[DPDK] heap memory fragmentation issue

Stephen Hemminger stephen at networkplumber.org
Wed Apr 19 00:43:49 CEST 2023


On Wed, 19 Apr 2023 00:35:31 +0300
Dmitry Kozlyuk <dmitry.kozliuk at gmail.com> wrote:

> Hi,
> 
> 2023-04-12 08:44 (UTC+0000), wuchangsheng (C):
> > When using rte_malloc and rte_free to request and release memory repeatedly, the usage of large pages gradually increases.  
> 
> Do you have a repro?
> 
> > Checking the relevant source code shows that memory requests and releases
> > are started from the head of the freelist chain list of the heap.
> > Memory fragmentation seems to result from this, which is considered because
> > the memory recently released may be in the cache, and requesting this
> > memory at the time of allocation may achieve higher performance?  
> 
> Could you please elaborate?
> DPDK uses "first fit" algorithm to select the free block,
> is that what you mean by "memory fragmentation seems to result from this"?
> 
> > How does the community consider the heap's memory fragmentation issue? Is
> > there a future plan for memory fragmentation optimization?  
> 
> From my experience with a production app, fragmentation is indeed an issue.

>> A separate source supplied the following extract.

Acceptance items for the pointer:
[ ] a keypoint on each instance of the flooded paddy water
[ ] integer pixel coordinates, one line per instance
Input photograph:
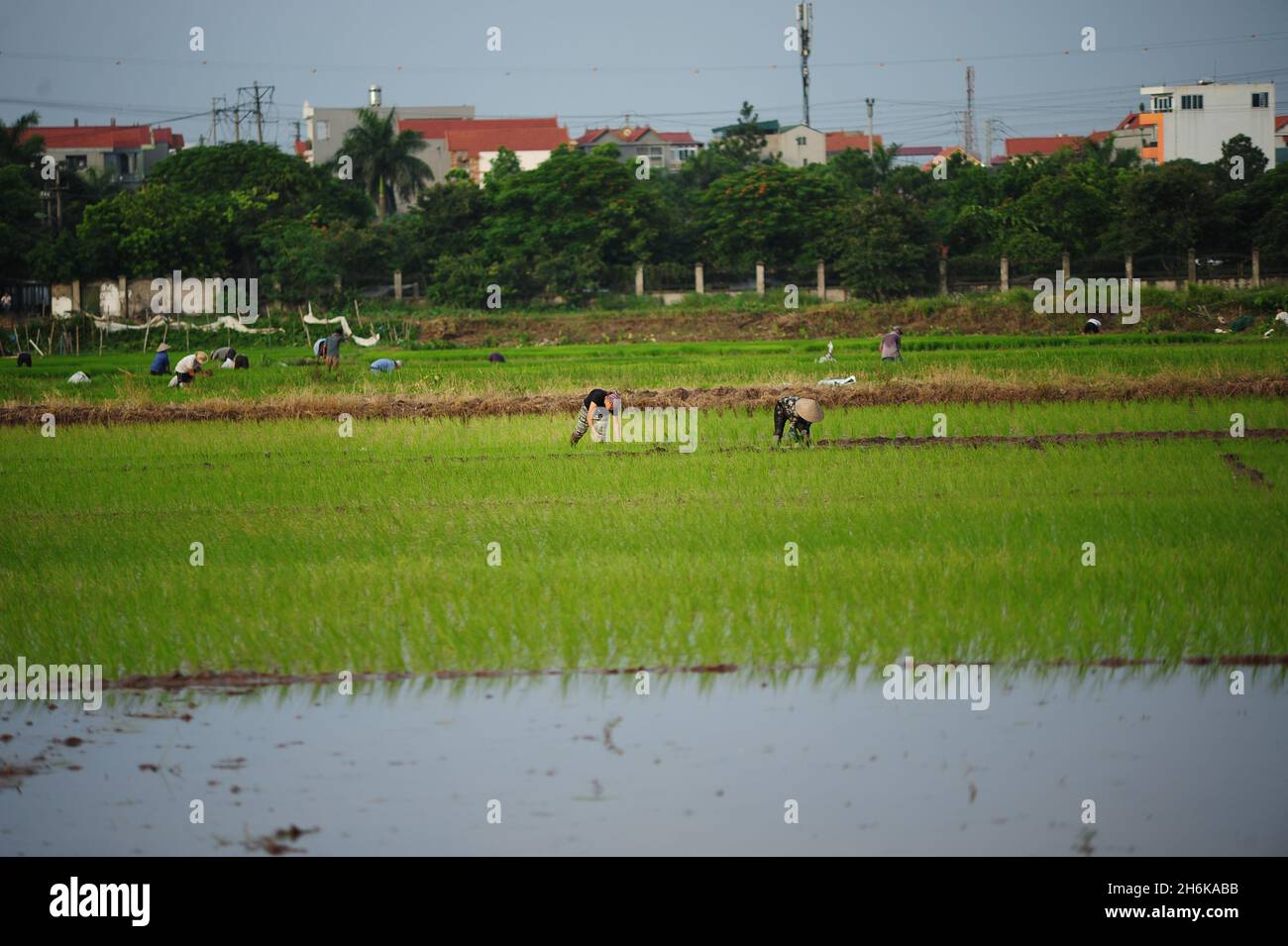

The problem is that simple first-fit is often not good enough.
Memory allocation algorithms are much researched area of operating system design.
You will find lots of lectures online like https://www.scs.stanford.edu/15au-cs140/notes/mem_allocation.pdf

If interested, some other malloc libraries:
https://en.wikipedia.org/wiki/C_dynamic_memory_allocation

Glibc https://sourceware.org/glibc/wiki/MallocInternals
Dimalloc
	Small (<256) use simple best fit power of two with splitting
	Medium bitwise trie
	Large use mmap

JeMalloc https://jemalloc.net/
	What FreeBSD uses, avoids fragmentation

Mimalloc https://microsoft.github.io/mimalloc/
	Uses free list sharding (ie free list per page)
	https://www.microsoft.com/en-us/research/uploads/prod/2019/06/mimalloc-tr-v1.pdf

If someone wants to go deeper, then looking into some combination
of these would be good. Some of these already are huge page aware
so probably DPDK could stop reinventing this.